Presently, consumers have a choice between lower costing partial service wireless Internet access or higher costing full wireless Internet access.  Smart phones like the iPhone have single-device service plans which contractually prohibit the attachment of other devices like laptops.  This “no tethering” limitation significantly lowers the cost of iPhone 3G wireless Internet access from the normal $60/month to $30/month.  Smart phones like the BlackBerry Bold which does permit the attachment of laptops has a service plan similar to other full service Internet access plans which costs $60/month.  If all service plans must permit the attachment of devices, the $30/month single-device plan goes away and consumers are left with the $60/month plan.

Devices like the Peek simply email device costs $20/month for unlimited email access but it blocks access to every application legal or otherwise with the exception of a few email servers that the customer specifies.  Devices like the Amazon Kindle eBook reader and upcoming Barnes & Nobles Nook will have very limited access to the Internet, but they don’t cost the user anything up front in the form of a monthly subscription fee for 3G Internet access.  The Peek, Kindle, and Nook under a strict first two principles that does not make exceptions for service plan limitations would be regulated out of existence.  That would be a tragic mistake because these are business models and devices that lead the world in innovation and they give consumers a cheaper products with the feature sets they desire.

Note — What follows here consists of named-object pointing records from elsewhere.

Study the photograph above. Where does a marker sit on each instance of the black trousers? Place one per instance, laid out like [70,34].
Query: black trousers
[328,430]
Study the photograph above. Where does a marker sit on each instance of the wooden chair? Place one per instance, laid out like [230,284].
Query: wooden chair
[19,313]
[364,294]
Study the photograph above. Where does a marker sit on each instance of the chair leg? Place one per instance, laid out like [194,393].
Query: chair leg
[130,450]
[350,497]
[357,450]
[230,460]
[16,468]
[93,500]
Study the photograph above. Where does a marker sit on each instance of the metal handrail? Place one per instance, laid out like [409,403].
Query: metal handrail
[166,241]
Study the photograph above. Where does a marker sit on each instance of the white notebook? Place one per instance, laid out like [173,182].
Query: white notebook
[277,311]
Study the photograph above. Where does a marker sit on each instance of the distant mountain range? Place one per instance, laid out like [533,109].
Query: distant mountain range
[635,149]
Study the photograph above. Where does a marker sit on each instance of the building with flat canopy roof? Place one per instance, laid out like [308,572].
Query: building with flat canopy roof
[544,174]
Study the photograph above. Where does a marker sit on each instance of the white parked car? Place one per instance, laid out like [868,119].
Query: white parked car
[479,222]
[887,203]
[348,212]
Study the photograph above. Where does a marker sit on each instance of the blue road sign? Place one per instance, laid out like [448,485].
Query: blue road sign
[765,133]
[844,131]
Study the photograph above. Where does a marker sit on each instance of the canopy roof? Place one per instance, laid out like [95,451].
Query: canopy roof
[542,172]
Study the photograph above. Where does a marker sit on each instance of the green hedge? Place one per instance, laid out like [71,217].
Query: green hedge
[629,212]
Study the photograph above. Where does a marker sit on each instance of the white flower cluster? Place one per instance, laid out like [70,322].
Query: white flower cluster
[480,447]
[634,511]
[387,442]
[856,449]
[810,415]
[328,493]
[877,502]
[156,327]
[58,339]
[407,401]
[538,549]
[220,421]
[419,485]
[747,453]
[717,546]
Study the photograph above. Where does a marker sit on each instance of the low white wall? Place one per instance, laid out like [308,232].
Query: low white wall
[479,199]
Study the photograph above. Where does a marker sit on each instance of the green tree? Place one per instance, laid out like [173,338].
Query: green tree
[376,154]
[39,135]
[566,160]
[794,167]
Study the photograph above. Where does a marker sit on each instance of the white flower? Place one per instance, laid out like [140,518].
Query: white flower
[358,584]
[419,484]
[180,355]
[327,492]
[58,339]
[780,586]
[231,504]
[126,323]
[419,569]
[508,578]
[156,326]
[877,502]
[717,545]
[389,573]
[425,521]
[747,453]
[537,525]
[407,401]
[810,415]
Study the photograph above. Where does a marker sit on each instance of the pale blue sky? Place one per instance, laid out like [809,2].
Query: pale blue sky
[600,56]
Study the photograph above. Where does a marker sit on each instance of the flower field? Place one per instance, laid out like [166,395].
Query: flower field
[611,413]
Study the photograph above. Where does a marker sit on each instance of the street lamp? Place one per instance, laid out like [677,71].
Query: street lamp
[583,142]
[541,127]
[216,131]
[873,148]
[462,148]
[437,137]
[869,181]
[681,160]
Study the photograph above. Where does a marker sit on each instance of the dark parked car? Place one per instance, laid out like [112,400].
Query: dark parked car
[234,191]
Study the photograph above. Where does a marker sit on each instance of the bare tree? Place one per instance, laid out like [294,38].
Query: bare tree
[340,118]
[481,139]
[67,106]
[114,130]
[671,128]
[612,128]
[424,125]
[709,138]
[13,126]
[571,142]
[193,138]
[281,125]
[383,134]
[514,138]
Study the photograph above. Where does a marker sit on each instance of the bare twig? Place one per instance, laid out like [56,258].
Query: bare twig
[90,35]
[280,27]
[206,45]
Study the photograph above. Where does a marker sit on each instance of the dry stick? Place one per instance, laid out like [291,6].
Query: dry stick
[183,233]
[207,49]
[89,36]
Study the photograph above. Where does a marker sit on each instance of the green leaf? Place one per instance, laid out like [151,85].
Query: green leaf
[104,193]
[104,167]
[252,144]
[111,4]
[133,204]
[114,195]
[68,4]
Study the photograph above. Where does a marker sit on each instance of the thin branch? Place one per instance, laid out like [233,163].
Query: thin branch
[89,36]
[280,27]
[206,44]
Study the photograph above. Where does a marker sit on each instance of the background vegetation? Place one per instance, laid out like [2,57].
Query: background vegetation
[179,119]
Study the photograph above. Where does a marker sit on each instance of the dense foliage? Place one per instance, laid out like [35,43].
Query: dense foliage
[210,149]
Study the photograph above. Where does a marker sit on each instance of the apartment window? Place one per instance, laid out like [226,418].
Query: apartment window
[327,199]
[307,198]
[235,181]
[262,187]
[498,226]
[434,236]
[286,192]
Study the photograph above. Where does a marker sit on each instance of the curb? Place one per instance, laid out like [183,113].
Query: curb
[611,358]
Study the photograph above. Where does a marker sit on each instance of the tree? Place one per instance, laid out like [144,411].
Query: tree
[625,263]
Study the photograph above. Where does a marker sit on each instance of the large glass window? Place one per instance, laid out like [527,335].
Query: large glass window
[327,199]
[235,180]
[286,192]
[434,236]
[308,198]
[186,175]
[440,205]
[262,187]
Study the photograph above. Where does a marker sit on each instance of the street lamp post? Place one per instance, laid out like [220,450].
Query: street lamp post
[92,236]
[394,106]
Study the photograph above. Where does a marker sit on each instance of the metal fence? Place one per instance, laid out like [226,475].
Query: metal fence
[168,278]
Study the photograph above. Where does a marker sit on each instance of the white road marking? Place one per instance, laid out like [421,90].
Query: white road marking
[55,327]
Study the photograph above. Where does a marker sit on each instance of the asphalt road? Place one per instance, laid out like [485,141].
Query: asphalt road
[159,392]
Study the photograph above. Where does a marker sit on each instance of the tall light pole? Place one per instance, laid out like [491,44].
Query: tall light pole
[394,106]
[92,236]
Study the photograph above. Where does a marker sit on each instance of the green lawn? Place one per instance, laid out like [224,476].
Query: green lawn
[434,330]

Lastly, the original “Four Freedoms” stated that “consumers should receive meaningful information regarding their service plans” which is essentially a transparency rule.  But the new “Four Principles” would change this to say that consumers are “entitled” to competition between network providers.  Since many consumers only have two or fewer wired broadband network providers and some feel that this is not a sufficient level of competition, it opens the possibility that the the new fourth principle is a pretext for mandated network unbundling and structural separation.  In the context of the recent Berkman broadband study (which appears to be based on flawed historical analysis and flawed data), forced unbundling is more than just a theory and it could have serious consequences for private Internet investments.

This only begins to scratch the surface of the NPRM regulations on the Internet.  All through this week, Digital Society will analyze every aspect of the NPRM.  As it currently stands, the NPRM will need several revisions to the revised Four Principles or it could raise prices for consumers and stifle future investments in broadband infrastructure.